In systems without saved UIDs, you do this swapping with setreuid(). In systems with saved UIDs, you can do this swapping with seteuid(). You don't want to use setuid() in this case, because it wouldn't work right if the original user was root. If the original real UID was root, then the first setuid() changes all UIDs to logger making it impossible to switch back again.

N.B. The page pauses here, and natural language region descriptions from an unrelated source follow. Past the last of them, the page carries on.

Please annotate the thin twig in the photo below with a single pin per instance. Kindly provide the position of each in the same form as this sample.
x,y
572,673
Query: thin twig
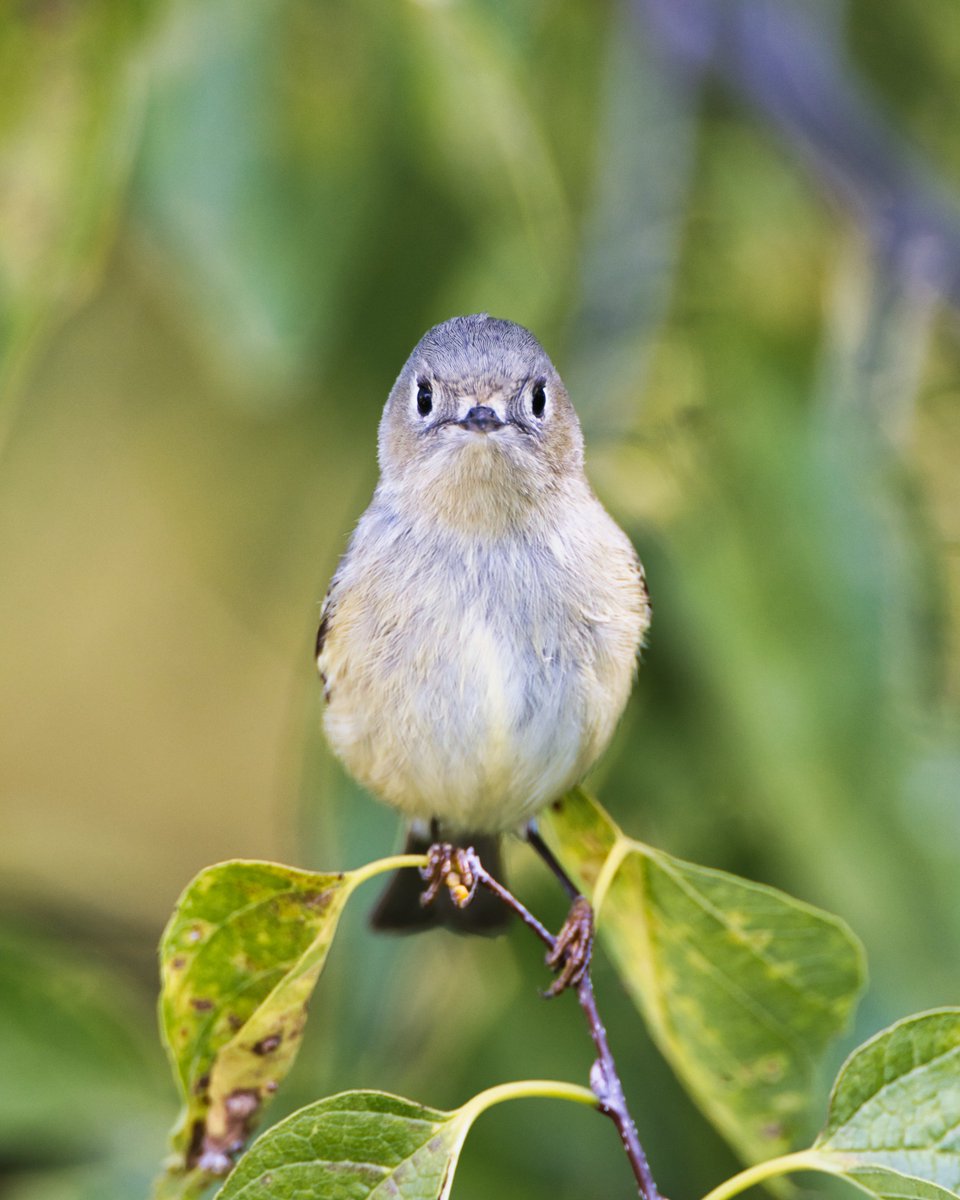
x,y
605,1083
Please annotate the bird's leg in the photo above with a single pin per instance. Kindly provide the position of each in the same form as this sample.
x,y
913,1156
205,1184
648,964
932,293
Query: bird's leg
x,y
570,955
450,867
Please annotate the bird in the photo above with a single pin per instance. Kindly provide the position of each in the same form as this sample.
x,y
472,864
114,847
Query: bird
x,y
480,635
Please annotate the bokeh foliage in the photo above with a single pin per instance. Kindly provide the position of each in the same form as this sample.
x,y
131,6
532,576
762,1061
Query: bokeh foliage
x,y
221,229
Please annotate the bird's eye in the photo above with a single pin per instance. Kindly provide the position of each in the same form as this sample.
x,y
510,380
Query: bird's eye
x,y
424,397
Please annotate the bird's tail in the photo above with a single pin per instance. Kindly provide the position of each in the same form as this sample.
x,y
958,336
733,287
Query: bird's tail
x,y
399,910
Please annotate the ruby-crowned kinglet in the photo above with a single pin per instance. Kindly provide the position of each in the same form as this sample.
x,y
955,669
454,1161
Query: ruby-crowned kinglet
x,y
479,639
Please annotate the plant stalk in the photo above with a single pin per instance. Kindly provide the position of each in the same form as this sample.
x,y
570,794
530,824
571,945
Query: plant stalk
x,y
605,1083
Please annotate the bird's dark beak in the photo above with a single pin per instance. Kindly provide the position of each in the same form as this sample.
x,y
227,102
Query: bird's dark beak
x,y
481,419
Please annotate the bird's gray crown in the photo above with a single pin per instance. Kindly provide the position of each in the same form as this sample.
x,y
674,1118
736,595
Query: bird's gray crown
x,y
478,347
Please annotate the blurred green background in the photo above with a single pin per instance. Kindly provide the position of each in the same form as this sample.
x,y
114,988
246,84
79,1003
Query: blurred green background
x,y
222,228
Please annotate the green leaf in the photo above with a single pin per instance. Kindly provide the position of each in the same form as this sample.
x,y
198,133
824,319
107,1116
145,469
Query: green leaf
x,y
73,99
239,961
893,1126
895,1107
742,987
366,1144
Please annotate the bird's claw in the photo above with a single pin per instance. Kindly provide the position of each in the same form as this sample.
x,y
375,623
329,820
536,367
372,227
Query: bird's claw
x,y
450,867
571,952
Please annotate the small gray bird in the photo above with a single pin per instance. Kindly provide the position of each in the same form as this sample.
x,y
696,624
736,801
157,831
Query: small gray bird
x,y
479,639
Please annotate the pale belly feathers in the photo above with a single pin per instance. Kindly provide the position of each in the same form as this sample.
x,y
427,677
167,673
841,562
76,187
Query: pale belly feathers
x,y
474,685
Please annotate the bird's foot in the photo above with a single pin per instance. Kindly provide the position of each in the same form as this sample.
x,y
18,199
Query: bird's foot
x,y
571,952
451,868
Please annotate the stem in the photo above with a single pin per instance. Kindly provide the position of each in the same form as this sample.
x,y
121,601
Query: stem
x,y
803,1161
605,1083
540,1087
381,865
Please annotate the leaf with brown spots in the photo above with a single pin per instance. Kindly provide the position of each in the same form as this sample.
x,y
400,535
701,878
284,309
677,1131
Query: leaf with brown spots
x,y
239,961
741,985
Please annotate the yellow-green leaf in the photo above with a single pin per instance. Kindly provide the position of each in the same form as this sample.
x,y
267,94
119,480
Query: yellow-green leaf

Some other interesting cases come up if we start as root. It is often useful for root programs to become other users, to ensure that nothing is done that couldn't be done by that user. Normally seteuid() is used for this. If the root process user wants to become first user andy and then user beth, then you can't just do:
seteuid(uid_of_andy); : seteuid(uid_of_beth);The second call won't work, because although your real and saved UIDs are still root, your effective UID isn't. So you have to do:
seteuid(uid_of_andy); : seteuid(0); seteuid(uid_of_beth);That is, you need to become effectively root again before you can become a new user. The fact that priviledged status depends only on the effective UID and not the real or saved UID is kind of odd, given that you can easily set your effective UID to your real or saved UID.
If you are root and want to set your effective UID to andy and your real UID to beth, then you have a problem. Your choices are (1) call the (no longer) depreciated setreuid() functions, (2) call the non-portable setresuid() function, or (3) do a setuid(uid_of_beth) and then use execve to run a program which is set-uid to andy. I guess this is why they un-depreciated setreuid().